CBVA Cottage Shutters

Photo: Nancy Duggan

Adventure travelers may want to consider more unique lodging: a tiny house on water. The Otter House is a tiny floating houseboat parked at the dock by Dockside Restaurant and Tiki Bar at Colonial Beach Yacht Center on the Monroe Bay.

Anyone who knows Colonial Beach resident Robin Mae Schick is not at all surprised to hear she built a tiny houseboat.

“It explains me in a nutshell,” says the owner of and designer of RMS design LLC, located in Colonial Beach, VA.

Robin is an active environmentalist. She studied architecture in college, lived on a houseboat while in school, and designs houses for living. She grew up in Colonial Beach, where her family owns a marina and Robin is now Vice Mayor and a member of Town Council.

“I grew up in the marina, so for me, it was perfectly natural to put a house on a boat,” explains Robin. “But it was a shot in the dark; I had no idea how well it would be received.”

CB View from Robin Grove Park

Photo: Nancy Duggan

Schick’s initial plan was to build a tiny house in the small river and bay town of Colonial Beach, located midway between Washington, DC, and Richmond, Virginia. She wanted to add a new vacation experience to the community of beach cottage vacation rentals, bed and breakfasts and inns. All the building materials were ready to go when she ran into difficulty with the land.

Driving Console

Photo: Robin Mae Schick

The idea for the tiny houseboat came to life when Ms. Schick’s father found a pontoon boat for sale.

“It was kind of a wreck,” recalls Schick. “It didn’t run, the seats were eaten up. There were clam shells strewn about and otters had made it their home.” Hence, the name The Otter House.

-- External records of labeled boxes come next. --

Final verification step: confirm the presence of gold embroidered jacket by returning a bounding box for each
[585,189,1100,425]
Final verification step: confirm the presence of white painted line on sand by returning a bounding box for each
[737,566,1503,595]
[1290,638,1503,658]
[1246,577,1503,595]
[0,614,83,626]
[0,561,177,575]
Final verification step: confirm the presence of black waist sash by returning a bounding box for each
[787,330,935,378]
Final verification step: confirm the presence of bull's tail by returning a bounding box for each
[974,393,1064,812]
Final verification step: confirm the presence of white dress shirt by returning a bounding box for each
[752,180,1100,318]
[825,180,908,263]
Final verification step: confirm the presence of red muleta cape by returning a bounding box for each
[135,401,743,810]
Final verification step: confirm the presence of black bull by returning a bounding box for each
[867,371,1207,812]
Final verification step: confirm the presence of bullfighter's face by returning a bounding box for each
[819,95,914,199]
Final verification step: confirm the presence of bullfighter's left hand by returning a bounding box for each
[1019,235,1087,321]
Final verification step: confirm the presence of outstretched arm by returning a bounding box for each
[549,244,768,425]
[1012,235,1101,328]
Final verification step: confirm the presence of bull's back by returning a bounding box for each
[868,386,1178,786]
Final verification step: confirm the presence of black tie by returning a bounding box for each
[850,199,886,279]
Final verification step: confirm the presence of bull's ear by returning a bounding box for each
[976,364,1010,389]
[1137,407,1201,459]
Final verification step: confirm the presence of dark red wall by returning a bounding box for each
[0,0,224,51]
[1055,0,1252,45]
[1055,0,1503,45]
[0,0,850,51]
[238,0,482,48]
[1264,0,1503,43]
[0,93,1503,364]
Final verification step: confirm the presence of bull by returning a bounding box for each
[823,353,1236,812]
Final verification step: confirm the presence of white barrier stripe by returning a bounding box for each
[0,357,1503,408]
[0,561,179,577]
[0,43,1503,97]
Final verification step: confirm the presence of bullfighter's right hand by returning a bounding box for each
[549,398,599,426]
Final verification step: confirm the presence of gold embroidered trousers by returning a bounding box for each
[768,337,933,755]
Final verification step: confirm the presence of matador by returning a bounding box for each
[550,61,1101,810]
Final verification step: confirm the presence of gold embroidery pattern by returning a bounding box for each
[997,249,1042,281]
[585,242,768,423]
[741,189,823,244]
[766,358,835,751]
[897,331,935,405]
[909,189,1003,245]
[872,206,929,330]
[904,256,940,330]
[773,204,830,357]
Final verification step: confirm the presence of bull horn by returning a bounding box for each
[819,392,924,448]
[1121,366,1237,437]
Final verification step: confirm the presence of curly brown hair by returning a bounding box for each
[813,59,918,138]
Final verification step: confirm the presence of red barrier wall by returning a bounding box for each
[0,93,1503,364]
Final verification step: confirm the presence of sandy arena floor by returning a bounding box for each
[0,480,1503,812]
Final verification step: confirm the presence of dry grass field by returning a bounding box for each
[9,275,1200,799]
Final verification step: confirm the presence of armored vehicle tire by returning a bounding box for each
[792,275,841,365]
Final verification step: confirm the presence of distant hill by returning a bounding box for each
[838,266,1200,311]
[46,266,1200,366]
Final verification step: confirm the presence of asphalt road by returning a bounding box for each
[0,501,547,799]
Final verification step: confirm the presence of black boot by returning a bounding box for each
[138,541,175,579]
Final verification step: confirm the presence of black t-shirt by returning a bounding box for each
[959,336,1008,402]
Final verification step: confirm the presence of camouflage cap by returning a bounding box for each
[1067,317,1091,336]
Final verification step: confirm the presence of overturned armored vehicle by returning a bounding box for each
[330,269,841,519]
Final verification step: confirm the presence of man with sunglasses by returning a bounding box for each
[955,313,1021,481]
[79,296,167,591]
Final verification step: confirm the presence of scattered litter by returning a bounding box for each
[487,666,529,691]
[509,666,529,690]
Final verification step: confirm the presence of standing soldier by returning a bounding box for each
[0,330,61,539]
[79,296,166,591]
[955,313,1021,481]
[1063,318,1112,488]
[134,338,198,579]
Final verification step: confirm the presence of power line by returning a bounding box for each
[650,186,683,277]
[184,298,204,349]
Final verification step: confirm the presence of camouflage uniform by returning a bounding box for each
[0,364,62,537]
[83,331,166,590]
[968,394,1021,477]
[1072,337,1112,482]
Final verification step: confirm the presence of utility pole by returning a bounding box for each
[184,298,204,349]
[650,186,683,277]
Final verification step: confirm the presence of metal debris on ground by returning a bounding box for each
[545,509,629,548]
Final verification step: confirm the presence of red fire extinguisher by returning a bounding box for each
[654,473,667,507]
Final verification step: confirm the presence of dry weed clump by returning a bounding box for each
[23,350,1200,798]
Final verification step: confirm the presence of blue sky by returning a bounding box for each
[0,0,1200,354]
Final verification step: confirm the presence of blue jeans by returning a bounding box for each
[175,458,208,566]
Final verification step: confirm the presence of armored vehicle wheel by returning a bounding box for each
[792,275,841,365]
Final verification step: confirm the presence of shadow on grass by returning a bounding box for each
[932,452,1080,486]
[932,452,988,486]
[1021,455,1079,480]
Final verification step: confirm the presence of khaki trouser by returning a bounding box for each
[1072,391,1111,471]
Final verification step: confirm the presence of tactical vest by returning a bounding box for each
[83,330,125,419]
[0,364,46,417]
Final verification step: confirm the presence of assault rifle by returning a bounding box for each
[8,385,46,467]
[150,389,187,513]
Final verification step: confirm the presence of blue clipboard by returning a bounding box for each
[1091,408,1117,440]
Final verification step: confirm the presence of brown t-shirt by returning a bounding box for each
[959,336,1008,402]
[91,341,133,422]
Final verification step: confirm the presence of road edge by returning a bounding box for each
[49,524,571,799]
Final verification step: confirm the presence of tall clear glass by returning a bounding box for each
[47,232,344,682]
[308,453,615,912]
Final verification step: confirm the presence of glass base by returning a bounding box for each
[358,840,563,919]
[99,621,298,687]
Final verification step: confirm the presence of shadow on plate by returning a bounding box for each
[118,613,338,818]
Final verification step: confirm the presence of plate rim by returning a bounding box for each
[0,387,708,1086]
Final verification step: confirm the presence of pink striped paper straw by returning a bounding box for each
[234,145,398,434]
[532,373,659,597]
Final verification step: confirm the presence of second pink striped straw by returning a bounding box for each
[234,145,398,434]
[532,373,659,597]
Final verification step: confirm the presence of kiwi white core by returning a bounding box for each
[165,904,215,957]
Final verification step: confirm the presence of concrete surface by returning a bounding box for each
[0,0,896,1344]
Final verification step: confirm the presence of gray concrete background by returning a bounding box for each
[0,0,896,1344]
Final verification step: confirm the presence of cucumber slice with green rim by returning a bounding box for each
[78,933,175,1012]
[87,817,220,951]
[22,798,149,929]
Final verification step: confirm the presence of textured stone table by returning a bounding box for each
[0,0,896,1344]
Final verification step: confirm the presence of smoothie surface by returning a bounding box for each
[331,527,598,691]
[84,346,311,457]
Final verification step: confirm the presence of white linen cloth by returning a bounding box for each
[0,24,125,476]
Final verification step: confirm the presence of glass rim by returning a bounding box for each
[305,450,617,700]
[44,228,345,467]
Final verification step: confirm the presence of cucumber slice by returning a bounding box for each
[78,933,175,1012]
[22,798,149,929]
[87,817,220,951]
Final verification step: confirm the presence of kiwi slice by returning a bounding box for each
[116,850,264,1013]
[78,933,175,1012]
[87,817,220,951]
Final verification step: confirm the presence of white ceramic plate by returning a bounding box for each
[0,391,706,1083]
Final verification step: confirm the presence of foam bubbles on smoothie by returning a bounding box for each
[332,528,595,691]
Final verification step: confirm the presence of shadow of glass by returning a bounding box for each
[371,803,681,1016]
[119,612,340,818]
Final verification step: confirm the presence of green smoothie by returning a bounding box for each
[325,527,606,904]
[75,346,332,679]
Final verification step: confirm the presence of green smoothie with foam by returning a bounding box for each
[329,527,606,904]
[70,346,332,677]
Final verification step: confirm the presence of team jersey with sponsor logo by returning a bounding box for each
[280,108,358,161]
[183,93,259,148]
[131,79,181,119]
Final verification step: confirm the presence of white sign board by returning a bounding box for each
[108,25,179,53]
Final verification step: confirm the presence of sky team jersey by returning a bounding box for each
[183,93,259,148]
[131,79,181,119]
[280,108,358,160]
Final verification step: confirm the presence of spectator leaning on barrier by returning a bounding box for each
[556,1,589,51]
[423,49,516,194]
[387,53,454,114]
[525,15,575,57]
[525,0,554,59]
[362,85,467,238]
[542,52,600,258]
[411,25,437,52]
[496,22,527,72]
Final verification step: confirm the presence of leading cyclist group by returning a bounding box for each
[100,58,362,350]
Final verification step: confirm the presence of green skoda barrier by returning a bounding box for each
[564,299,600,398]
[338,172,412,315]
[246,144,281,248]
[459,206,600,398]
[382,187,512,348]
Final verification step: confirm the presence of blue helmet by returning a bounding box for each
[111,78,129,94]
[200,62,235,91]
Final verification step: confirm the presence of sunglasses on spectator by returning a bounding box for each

Using refurbished boat materials, reclaimed building materials and supplies which she had already acquired for the tiny house, Robin stripped down the pontoon boat and rebuilt it.

 

Inside the tiny houseboat

Photo: Robin Mae Schick

The eco-friendly tiny houseboat measures 5’ ft. wide by 21 ft. long and 11 ft. 6 in. deep. The interior is designed to fit a 5 ft. couch with fold-out bed. There is a rooftop deck, swimming and fishing platform and sliding glass door. Amenities include WiFi, phone charger, television, DVD, stereo system with indoor and outdoor speakers, multi-colored led lighting, fishing license, fishing poles, and built-in cooler with drain plug. All electrical systems run off of solar panels.

Sunset

Photo: Robin Mae Schick

“It has turned out to be very popular—I get requests all the time to do another one!” exclaims Robin. “Those who opt to stay in a tiny houseboat tend to be a bit more adventurous. They are looking for a unique experience: the opportunity to be outdoors, in the moment enjoying Colonial Beach’s fabulous sunsets, nature and wildlife. Luxury amenities aren’t what they are interested in.”